Şimdiye kadar Siyah ölümleriyle ilgili o kadar çok görüntü var ki, o kadar çok video var ki ayrıntılar benim için bulanık hale geldi. Kim bir şeye uzandı? Kimin eli cebindeydi? Kim işaret etti? Kim yavaşça öne çıktı? Kim kollarını havaya kaldırdı? Ayrıntılar önemsizdir ya da vahşeti açıklamak için kullanıldıkları ölçüde tehlikelidir, sanki kurbanlar bir şekilde kendi infazlarında hatalıymış gibi. Yine de bize bunların sadece bir listedeki isimler veya bir hareketin sembolleri değil, belirli koşullar altında öldürülen belirli insanlar olduğunu hatırlatıyorlar. “Adlarını söyleyin” diye sesleniyoruz, ancak bunu yapmak, düşünmekten çok refleksif hale gelebilir.

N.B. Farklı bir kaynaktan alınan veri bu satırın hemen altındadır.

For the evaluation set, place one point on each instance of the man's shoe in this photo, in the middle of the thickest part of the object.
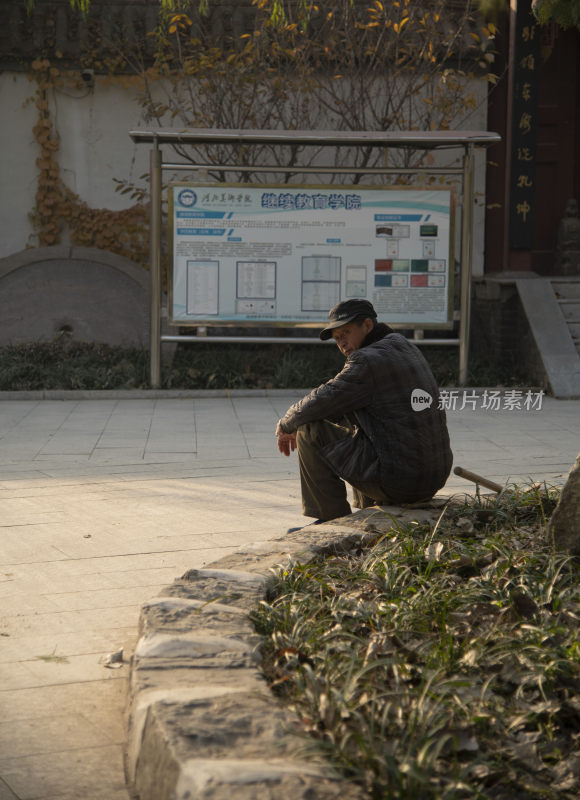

O gece hem kurgusal hem de gerçek ölümleri izledikten sonra bitkin düştüm, artık hangilerinin devam eden bir ulusal trajediyi açığa çıkardığından ve hangilerinin onu istismar ettiğinden emin değildim. Bu çizgi puslu ve insandan insana ve belki de geceden geceye değişiyor.
Ama izlemeye devam edeceğim. Zaman zaman, Amerika’daki ırksal adaletsizlik anlayışımızı genişleten kurgularla ve buna tanıklık eden ilk elden videolarla memnuniyetimizin bedelini ödememiz gerekiyor. Her ikisi de, kurbanların haysiyetini kendi anlatıları veya derecelendirmeleri kadar dikkatli bir şekilde dikkate almadıklarında, bazen hedefi kaçırabilir. Ama bakmayı göze alamayız.